13 October 2010

Two Financial Books

I just finished reading Your Money or Your Life by Joe Dominguez and Vicki Robin. I am nearly finished with Fight for Your Money by David Bach. Even though I am not finished with the latter, I feel that I've read enough to write what I think of it.

First of all, I would definitely say that I recommend both of these books over Rich Dad Poor Dad. I found that the overall principles, particularly in Your Money or Your Life meshed much better with my overall philosophy on life.

Your Money or Your Life is a self-help book. It takes you through a series of steps (which, admittedly, I did not actually do) to help you get a grip on your relationship with money. It really gets you to think about why you spend your money. It also gets you to think about how much time it takes you to actually earn money, which is something I think a lot of people fail to do. Sure you know what your net and gross incomes are, but how much money are you really making? What if you factor in commuting? What if you factor in your work attire? What if you factor in the shopping sprees to make you feel better about your work?

From there, your are asked to look at each of your purchases and really consider whether they are helping you meet your life-long goals and ambitions. That might sound silly, but I think it is a worthwhile to ask yourself whether or not your purchases are really bringing you fulfillment. That was really the overall take-away for me - are my spending habits aligned with my goals, and are my financial habits making me happy?

There are many suggestions for people to find work they enjoy and to find ways to cut spending. One of the examples he uses is of a woman who bought a piece of land and bought a mobile home to live on. That was enough for her. It would not be enough for me, and that's okay. The point is for me to figure out what is enough and to get there without going overboard.

The book also talks about long-term investment options, and frankly I didn't agree with all of what he said in that regard. I do, however, agree with him on becoming educated about money.

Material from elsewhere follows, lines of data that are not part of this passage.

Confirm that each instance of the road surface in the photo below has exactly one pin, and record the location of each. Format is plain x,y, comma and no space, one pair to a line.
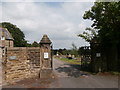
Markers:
68,76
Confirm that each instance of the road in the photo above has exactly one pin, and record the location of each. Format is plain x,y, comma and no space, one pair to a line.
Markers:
68,76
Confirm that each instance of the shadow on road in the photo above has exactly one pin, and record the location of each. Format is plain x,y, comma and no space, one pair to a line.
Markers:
71,70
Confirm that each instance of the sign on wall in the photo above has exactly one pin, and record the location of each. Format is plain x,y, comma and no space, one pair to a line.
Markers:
12,57
98,55
46,55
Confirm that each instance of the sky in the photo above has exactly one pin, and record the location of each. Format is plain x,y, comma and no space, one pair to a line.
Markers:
61,21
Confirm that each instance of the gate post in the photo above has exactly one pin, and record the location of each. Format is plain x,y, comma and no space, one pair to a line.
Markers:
46,57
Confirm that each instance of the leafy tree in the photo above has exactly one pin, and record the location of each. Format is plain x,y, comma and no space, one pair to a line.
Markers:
89,34
106,20
17,34
35,44
106,17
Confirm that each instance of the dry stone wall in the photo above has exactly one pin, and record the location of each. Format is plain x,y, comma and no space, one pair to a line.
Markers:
22,62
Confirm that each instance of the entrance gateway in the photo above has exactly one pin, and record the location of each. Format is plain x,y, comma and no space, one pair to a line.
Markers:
24,62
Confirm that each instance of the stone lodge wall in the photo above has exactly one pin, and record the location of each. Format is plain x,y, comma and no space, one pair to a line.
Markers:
21,62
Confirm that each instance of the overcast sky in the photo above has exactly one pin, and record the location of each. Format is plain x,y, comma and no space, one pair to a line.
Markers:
61,21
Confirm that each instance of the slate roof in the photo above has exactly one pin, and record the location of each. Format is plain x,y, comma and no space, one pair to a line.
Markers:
5,33
45,40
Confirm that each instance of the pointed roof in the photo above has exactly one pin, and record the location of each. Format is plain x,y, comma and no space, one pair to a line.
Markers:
5,33
45,40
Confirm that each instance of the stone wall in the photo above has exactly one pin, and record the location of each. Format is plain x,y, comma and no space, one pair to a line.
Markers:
6,43
21,62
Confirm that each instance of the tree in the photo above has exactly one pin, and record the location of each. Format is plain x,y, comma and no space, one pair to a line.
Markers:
106,17
106,20
35,44
89,34
17,34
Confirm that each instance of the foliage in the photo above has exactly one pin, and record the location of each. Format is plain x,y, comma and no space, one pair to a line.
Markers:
106,17
89,34
17,34
35,44
71,61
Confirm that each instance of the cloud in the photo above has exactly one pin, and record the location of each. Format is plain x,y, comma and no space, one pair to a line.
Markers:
61,24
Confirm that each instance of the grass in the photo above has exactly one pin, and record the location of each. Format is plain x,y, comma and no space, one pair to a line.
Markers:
71,61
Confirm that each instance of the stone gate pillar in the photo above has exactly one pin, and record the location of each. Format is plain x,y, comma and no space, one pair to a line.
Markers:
46,55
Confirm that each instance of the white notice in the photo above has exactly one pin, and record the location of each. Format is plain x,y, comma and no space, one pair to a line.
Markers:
45,55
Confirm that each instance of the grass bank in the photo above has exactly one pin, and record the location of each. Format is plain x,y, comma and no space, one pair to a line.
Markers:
71,61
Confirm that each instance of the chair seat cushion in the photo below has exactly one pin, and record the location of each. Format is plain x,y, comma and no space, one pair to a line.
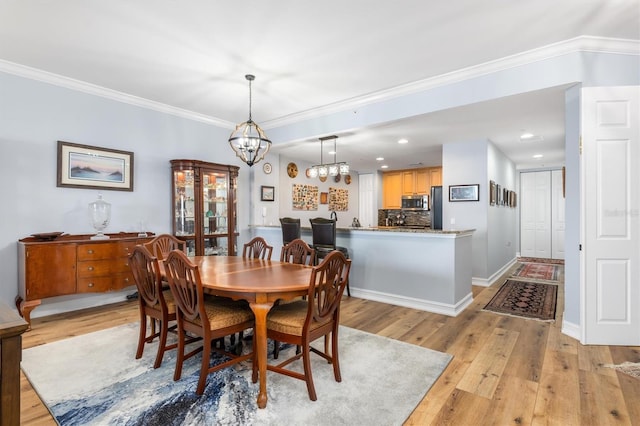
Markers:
289,318
226,313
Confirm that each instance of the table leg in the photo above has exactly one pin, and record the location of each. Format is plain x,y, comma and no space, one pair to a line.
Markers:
260,311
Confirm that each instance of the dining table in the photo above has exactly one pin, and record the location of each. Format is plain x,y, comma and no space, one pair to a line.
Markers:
259,282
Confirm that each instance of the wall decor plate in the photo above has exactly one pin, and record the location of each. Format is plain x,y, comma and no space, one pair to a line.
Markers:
292,170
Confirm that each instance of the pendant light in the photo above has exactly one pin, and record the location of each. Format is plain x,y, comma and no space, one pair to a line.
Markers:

Which is a great lead-in to Fight For Your Money. This book is a different kind of book altogether. I've been listening to it on audio. Ultimately, it's about how to not get ripped off. He talks about health insurance, life insurance, home insurance, car insurance, buying a house, buying a new car, buying a used car, leasing a car, renting a car, paying for college, saving for retirement, and virtually every other aspect of finances that you can think of. To be honest, I wish that I had read a paper copy of this book so that I could have skipped to the parts that were really applicable to me. Unfortunately, the CDs do not list the names of the chapters or sub-chapters, so it was hard to skip around and listen to the sections that were most pertinent to me. It is so useful, though, that I may consider buying an e-version of the book so that I can have it handy to reference when I am looking to save money in a particular area.

1 comment:

Erin said...

Just reserved Fight for your Money. I read Your Money or Your Life before and enjoyed it. I liked the philosophy of valuing paid work and unpaid work. It's so easy to crowd out the unpaid work that we really enjoy for paid work...and feel very unsatisfied at the end of the day.